Best Performance: The ConvNeXt-Large model trained with LDAM-DRW achieved the highest single-model performance on the development set:
- mAP: 0.5220
- F1 Score: 0.3765
Loss Function Impact: Switching from BCE to LDAM-DRW on ResNet-50 improved mAP by over 30% (0.3248 $\to$ 0.4241). Asymmetric Loss performed poorly (0.0667 mAP).
Post-Training Effects:
- cRT improved AUC significantly (better ranking) but did not consistently improve F1 and increased calibration error.
- TTA provided modest gains in AP/AUC but worsened calibration.
- Ensembling improved AUC but failed to surpass the best single model in mAP or F1.
Challenge Leaderboard: The team's submission ranked 5th out of 68 teams with an mAP of 0.3950.
- Observation: There was a significant drop from the development mAP (0.52) to the test mAP (0.395).
- Reasoning: The authors attribute this to overfitting on the internal validation split, sub-optimal probability calibration, and a focus on ranking metrics rather than instance-level detection thresholds. The test F1 score was notably low (0.0945).
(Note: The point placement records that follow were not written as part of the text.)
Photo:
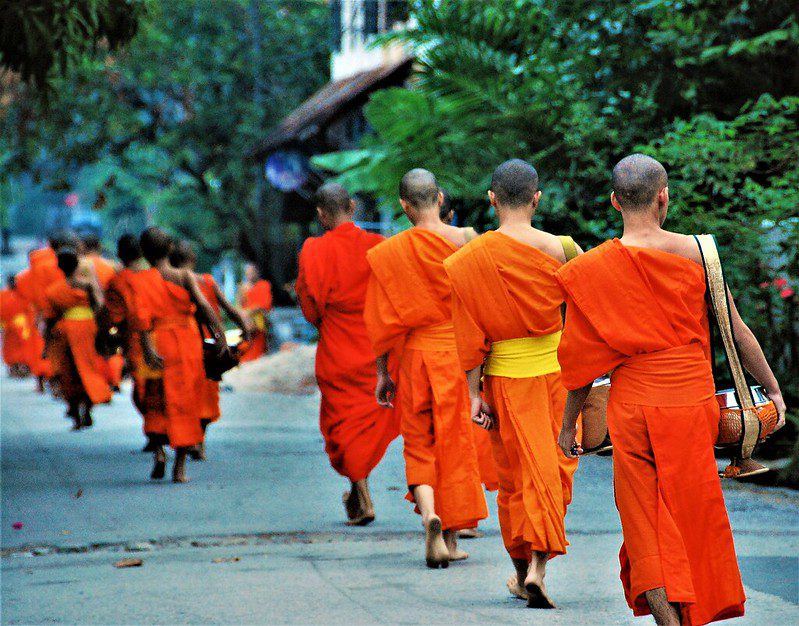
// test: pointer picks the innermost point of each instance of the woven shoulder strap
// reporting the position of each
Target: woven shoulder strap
(569, 247)
(717, 291)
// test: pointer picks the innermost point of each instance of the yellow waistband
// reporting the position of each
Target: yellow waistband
(524, 357)
(78, 313)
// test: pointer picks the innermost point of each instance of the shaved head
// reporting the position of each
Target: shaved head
(514, 183)
(637, 180)
(333, 199)
(419, 188)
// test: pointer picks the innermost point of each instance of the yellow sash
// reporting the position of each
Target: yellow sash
(78, 313)
(524, 357)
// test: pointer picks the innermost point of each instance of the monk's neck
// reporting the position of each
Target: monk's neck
(340, 221)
5. Significance and Future Directions

Clinical Relevance: The findings suggest that for automated clinical screening, LDAM-DRW combined with modern CNNs (ConvNeXt) should be the default baseline. Reliable detection of rare pathologies is as critical as detecting common ones.
Metric Trade-offs: The study highlights a crucial disconnect between ranking metrics (mAP/AUC) and instance-level accuracy (F1). High mAP does not guarantee high F1 if probability calibration and decision thresholds are not optimized.
Future Work: The authors propose that future improvements should focus on:
- Per-class threshold tuning to convert good ranking performance into accurate instance detection.
- Advanced calibration techniques (e.g., temperature scaling, isotonic regression).
- Robustness methods like Sharpness Aware Minimisation (SAM) and Weight Balancing to handle distribution shifts.
- Graph-based methods to explicitly model label co-occurrence patterns.

In conclusion, this paper provides a comprehensive empirical guide for handling long-tailed multi-label medical imaging, establishing that while modern architectures and specific loss functions (LDAM-DRW) provide a strong foundation, addressing the calibration and thresholding gap is essential for clinical deployment.